Analysts say that once wireless Net access is deployed on a wide scale, it should prove a strong competitor to cable and DSL. In Phoenix, the most advanced wireless Net service has held its own against services from local phone carrier US West and Net-over-cable service Excite@Home. The high-profile brands of Sprint and MCI WorldCom should help grab the attention of consumers interested in high-speed services.

But this needs to happen quickly, analysts say.

"There is a time to market advantage here," Brooks said, noting that cable and DSL already have a significant lead, and that satellite-based services will likely hit the market in 2002. "If they wait, the competition might be too fierce for them."

The merger between Sprint and MCI WorldCom will now place all of their joint wireless properties under the same roof.

Earlier this year, the long distance rivals began bidding against each other to buy fixed wireless companies, looking at the technology as a potential way to combat AT&T's cable buying spree. In just a few months, the two companies had snapped up enough wireless spectrum to cover about 60 percent of U.S. households.

Together the firms have told analysts they jointly want to reach 30 markets by the end of next year. Sprint spokesman Robert Hoskins says the company plans to independently introduce high-speed wireless services in 10 to 20 markets by the end of 2000.

Sprint plans to stick with equipment it already has in operation in Phoenix, inherited from its purchase of fixed wireless provider People's Choice TV. The company claims more than 4,000 subscribers in the area, mostly residential users and small businesses, Hoskins said.

But some analysts say that Sprint is depending on a technology that may not be up to snuff. "They're using a relatively small company that's unlikely to scale," Jupiter Communications analyst Dylan Brooks said. "Whether they're able to deploy on a national level in large part is going to depend on getting adequate and technically sound equipment."

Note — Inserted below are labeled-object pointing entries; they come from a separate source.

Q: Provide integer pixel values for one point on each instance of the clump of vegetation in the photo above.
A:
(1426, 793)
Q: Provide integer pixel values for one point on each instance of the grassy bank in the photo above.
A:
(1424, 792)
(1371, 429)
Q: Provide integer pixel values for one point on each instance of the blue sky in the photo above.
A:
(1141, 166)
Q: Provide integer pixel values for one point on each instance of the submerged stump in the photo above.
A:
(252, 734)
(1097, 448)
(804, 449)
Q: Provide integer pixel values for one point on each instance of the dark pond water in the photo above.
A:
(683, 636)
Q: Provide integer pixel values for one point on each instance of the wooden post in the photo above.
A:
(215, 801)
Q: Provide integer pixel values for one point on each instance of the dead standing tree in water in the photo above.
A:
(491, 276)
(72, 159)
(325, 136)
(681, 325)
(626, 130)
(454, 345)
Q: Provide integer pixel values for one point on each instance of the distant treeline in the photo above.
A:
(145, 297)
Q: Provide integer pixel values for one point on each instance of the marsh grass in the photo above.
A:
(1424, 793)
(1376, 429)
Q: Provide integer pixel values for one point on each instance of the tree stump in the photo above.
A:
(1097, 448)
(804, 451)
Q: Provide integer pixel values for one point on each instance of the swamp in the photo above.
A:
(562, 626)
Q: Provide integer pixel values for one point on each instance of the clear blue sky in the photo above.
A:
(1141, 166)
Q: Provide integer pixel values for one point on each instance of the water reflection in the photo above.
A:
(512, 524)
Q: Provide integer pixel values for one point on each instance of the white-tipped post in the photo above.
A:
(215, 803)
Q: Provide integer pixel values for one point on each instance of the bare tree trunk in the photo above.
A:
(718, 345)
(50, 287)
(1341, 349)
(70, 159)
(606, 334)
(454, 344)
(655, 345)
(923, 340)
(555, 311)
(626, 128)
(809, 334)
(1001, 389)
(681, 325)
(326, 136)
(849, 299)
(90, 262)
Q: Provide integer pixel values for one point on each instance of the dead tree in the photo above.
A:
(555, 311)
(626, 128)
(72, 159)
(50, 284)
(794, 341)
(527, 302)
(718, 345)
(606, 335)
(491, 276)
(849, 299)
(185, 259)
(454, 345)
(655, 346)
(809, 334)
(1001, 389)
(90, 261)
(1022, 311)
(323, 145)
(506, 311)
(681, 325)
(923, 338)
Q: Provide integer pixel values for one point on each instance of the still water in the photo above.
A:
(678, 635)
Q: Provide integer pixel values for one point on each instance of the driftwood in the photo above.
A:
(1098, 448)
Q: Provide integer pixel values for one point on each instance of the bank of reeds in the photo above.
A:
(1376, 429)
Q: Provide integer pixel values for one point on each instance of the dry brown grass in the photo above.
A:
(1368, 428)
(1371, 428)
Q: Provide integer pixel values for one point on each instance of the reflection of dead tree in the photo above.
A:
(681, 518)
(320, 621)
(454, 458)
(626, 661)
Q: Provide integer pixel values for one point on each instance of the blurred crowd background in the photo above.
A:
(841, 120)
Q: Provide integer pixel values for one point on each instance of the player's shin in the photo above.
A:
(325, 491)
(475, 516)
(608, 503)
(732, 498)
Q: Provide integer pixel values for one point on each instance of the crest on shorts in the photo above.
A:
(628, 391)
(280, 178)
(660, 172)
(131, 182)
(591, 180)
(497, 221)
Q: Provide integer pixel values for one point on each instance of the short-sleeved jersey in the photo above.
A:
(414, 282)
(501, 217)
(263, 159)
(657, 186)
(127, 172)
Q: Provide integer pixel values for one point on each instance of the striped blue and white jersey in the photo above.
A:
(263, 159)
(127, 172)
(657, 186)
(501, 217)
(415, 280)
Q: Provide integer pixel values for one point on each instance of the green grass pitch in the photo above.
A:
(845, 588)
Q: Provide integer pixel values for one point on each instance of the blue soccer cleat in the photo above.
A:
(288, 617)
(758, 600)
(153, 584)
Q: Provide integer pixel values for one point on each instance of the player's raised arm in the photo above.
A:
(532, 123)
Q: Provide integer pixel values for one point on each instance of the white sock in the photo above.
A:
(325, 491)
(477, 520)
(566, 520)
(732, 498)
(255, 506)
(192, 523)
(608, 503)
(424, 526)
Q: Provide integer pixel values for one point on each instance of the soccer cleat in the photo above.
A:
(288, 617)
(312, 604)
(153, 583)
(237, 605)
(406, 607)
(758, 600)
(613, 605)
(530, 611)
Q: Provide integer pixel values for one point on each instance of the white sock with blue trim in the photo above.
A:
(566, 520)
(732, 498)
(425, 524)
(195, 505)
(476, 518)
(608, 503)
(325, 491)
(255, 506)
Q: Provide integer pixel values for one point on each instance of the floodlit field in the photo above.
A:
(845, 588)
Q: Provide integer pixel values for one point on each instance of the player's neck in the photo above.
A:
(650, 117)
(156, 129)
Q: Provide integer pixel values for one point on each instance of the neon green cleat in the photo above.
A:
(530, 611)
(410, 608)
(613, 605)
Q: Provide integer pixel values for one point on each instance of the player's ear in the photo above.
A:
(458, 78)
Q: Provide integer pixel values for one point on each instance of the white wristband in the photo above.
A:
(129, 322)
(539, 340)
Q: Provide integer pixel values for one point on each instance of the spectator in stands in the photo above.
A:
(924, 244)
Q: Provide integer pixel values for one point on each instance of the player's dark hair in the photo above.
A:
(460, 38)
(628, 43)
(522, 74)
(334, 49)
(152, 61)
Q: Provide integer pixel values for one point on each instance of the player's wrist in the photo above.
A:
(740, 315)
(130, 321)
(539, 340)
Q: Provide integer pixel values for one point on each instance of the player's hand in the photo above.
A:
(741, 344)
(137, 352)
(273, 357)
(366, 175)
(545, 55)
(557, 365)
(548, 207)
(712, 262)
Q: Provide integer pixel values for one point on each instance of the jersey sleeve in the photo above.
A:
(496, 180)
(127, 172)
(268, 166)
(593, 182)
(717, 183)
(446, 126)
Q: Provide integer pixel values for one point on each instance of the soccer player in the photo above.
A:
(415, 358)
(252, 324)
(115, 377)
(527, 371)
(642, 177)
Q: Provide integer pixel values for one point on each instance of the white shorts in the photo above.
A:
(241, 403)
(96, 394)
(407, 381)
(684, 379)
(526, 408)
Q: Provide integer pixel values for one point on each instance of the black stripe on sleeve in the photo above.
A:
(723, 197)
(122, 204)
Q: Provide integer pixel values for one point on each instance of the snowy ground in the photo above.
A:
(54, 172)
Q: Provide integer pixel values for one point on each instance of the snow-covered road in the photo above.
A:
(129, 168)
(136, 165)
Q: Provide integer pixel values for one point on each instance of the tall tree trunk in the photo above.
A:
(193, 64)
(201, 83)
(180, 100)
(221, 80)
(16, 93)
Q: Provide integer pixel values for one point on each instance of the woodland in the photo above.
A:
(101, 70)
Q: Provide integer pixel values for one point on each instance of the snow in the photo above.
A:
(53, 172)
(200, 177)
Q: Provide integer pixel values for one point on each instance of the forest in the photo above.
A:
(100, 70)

Enter the likes of Cisco, which plans by next year to sell wireless Net equipment simple enough for consumers to install. The networking equipment giant, along with rivals Nortel Networks and Lucent Technologies, have the scale to produce relatively inexpensive equipment needed to spread the services nationwide.

"There's no more hypothesizing on whether all these technologies will work," said Greg Raleigh, director of wireless engineering at Cisco and founder of the former Clarity Wireless.

Analysts say that investment in good equipment and new technology can bring this variety of fixed wireless technology nearly to the point where the cable TV networks are today. But genuine cable TV wires can also be upgraded substantially, likely leaving wireless capacity behind.

Most analysts expect the wireless services to be most popular in rural or other areas where DSL and cable modem services aren't available.

Jupiter Communications predicts that all wireless broadband technologies, including satellite services, will claim about 10 percent of the high-speed Net market by 2003.

"That's nothing to sneeze at," Brooks said. "But it's not revolutionary."